The architecture looks more complex than a basic RNN because it carries two parallel states: the cell state (long-term memory) and the hidden state (short-term memory). At each time step, the model receives three key inputs: the current input at time t, the previous hidden state from time t−1, and the previous cell state from time t−1. The outputs include the current hidden state and an updated cell state. The cell state update happens in two stages: first, it updates the cell state by removing irrelevant information and adding new candidate information; second, it computes the new hidden state based on the filtered cell state.

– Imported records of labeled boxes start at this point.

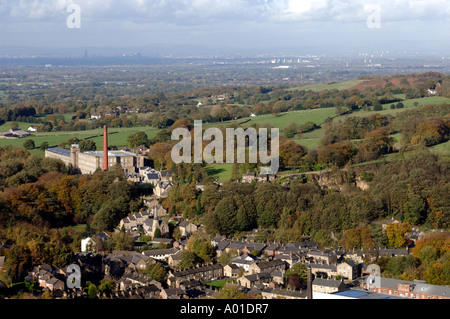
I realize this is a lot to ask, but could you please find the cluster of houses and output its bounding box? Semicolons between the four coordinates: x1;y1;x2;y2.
1;208;450;299
126;169;173;198
1;229;450;299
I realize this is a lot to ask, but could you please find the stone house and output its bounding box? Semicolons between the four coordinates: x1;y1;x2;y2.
231;254;256;272
237;272;272;289
312;278;347;294
167;264;223;287
261;288;307;299
306;250;337;265
336;260;358;280
178;221;198;237
142;218;169;238
223;264;243;278
248;259;287;274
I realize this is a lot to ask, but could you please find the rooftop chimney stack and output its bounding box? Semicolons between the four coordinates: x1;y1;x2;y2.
103;125;109;171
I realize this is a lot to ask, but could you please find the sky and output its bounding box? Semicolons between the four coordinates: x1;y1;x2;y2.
0;0;450;55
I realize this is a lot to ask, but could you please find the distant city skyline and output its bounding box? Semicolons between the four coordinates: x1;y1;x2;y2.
0;0;450;56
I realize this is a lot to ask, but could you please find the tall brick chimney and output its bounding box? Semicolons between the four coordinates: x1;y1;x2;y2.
103;125;109;171
306;265;313;300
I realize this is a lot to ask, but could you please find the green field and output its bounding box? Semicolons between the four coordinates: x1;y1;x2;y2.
209;108;336;135
0;123;158;153
383;94;450;110
205;164;233;182
289;80;365;92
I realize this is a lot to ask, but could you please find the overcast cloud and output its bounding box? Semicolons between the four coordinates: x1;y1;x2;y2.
0;0;450;55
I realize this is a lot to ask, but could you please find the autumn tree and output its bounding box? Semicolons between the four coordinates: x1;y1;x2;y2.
386;222;411;248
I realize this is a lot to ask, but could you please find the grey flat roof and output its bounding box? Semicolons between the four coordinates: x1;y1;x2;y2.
83;151;138;158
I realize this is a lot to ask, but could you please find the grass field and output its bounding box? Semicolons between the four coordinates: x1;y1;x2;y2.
289;80;365;91
383;94;450;110
205;164;233;182
0;123;158;154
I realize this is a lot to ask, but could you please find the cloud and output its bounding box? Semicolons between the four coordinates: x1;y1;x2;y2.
0;0;450;25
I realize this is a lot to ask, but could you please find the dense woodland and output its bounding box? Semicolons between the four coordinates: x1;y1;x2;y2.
0;73;450;284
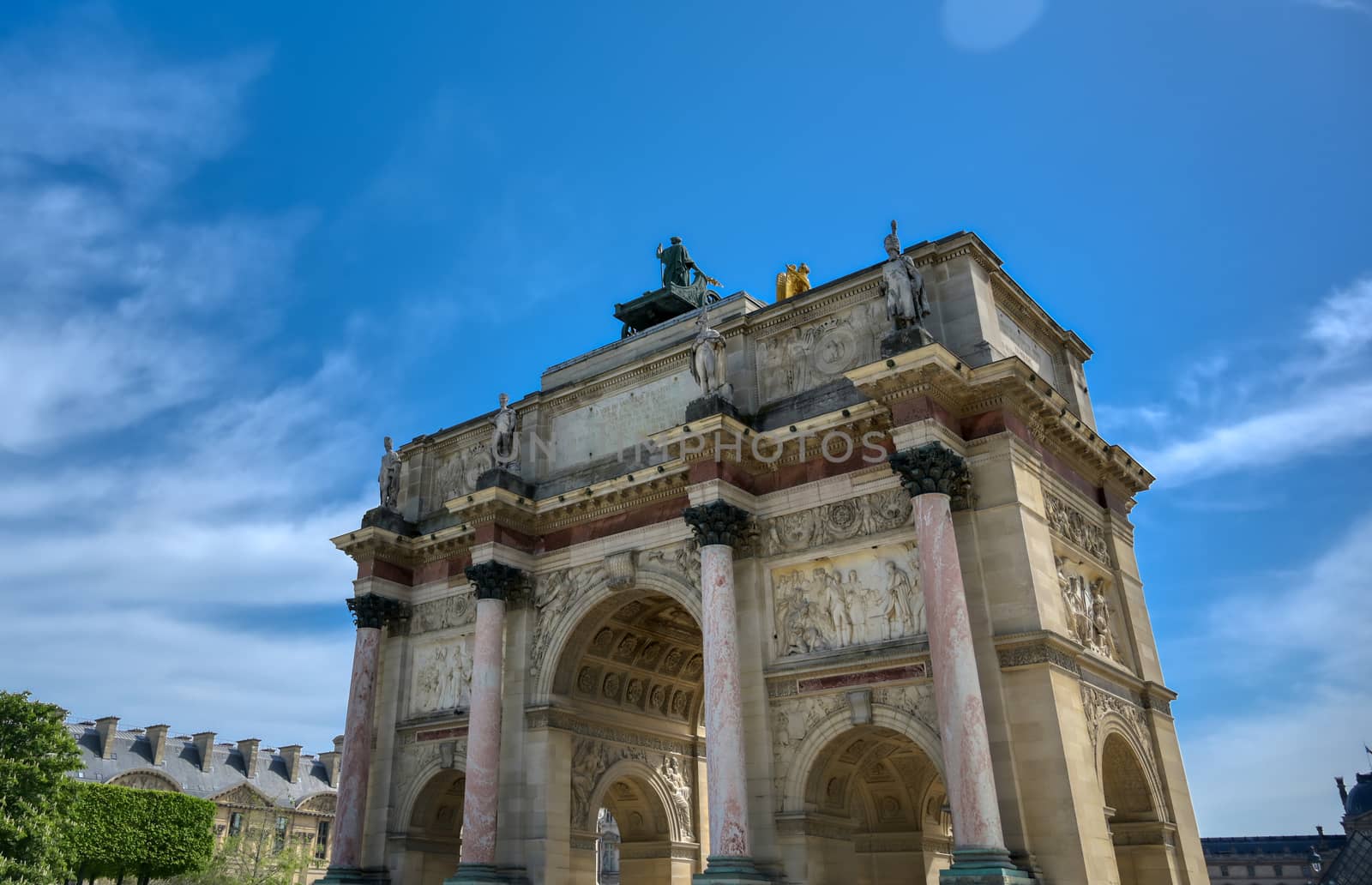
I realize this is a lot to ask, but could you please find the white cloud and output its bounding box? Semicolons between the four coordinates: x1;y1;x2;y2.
1173;513;1372;835
942;0;1047;52
0;11;362;750
1098;276;1372;489
1137;382;1372;485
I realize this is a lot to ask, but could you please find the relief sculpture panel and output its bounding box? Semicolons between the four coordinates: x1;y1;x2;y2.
410;635;472;716
771;545;924;657
757;300;887;402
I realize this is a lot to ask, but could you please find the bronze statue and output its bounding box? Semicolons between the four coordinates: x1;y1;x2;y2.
657;236;719;286
881;221;929;329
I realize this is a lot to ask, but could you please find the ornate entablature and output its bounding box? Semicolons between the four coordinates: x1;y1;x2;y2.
1043;489;1113;568
757;489;914;556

The core mechanism is the gates concept—three sigmoid-based gates that regulate information flow element-by-element. The **forget gate** decides what portion of the previous cell state should be erased. It takes the previous hidden state and the current input, passes them through a neural layer with a sigmoid activation, and produces a vector of values between 0 and 1. A value near 0 means “remove this part,” while a value near 1 means “keep it.” This is described as a controlled “removal” step: the previous cell state is multiplied by the forget gate output, effectively zeroing out unneeded components.

Next comes the **input gate**, which determines what new information should be written into the cell state. It computes a set of candidate values (via a tanh-like transformation) from the current input and previous hidden state, then uses the input gate (sigmoid) to filter those candidates—allowing only the parts deemed useful to pass through. The updated cell state is then formed by combining the retained old information (after forget) with the filtered new candidate information (after input).

Finally, the **output gate** decides what part of the cell state becomes the hidden state that will be exposed to the next time step. The cell state is transformed (described as producing h_t from the cell state), and the output gate again acts as an element-wise filter using a sigmoid vector. This gating structure is presented as the reason LSTMs can preserve relevant information over long sequences: instead of relying on repeated transformations of a single hidden state (a weakness in vanilla RNNs), the cell state can carry forward useful signals while gates block irrelevant changes.

The transcript also grounds the math in a sentiment-analysis example, where words are converted into numeric vectors (e.g., one-hot style representations), then fed into the LSTM to predict whether sentiment is 0 or 1. The overall takeaway is that LSTM’s “keep/forget/write/read” logic—implemented through vectorized gates and element-wise operations—turns sequence modeling into a controlled memory management problem rather than an uncontrolled recurrence.